Proximal Bellman mappings for reinforcement learning and their application to robust adaptive filtering

TL;DR

This paper introduces proximal Bellman mappings in RKHSs for reinforcement learning, enabling robust adaptive filtering by selecting optimal p-norm exponents online, with demonstrated superior performance over existing methods.

Contribution

It proposes a novel class of proximal Bellman mappings in RKHSs, facilitating new RL designs and robust adaptive filtering without prior data or outlier statistics.

Findings

Numerical tests show superior performance over existing schemes.

Mappings are nonexpansive and versatile for RL design.

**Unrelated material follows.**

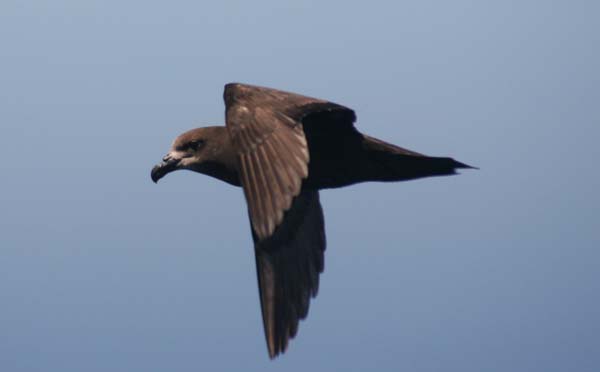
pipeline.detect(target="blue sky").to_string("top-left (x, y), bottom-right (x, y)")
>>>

Effective outlier handling in adaptive filtering.

Abstract

This paper aims at the algorithmic/theoretical core of reinforcement learning (RL) by introducing the novel class of proximal Bellman mappings. These mappings are defined in reproducing kernel Hilbert spaces (RKHSs), to benefit from the rich approximation properties and inner product of RKHSs, they are shown to belong to the powerful Hilbertian family of (firmly) nonexpansive mappings, regardless of the values of their discount factors, and possess ample degrees of design freedom to even reproduce attributes of the classical Bellman mappings and to pave the way for novel RL designs. An approximate policy-iteration scheme is built on the proposed class of mappings to solve the problem of selecting online, at every time instance, the "optimal" exponent $p$ in a $p$-norm loss to combat outliers in linear adaptive filtering, without training data and any knowledge on the statistical properties of the outliers. Numerical tests on synthetic data showcase the superior performance of the proposed framework over several non-RL and kernel-based RL schemes.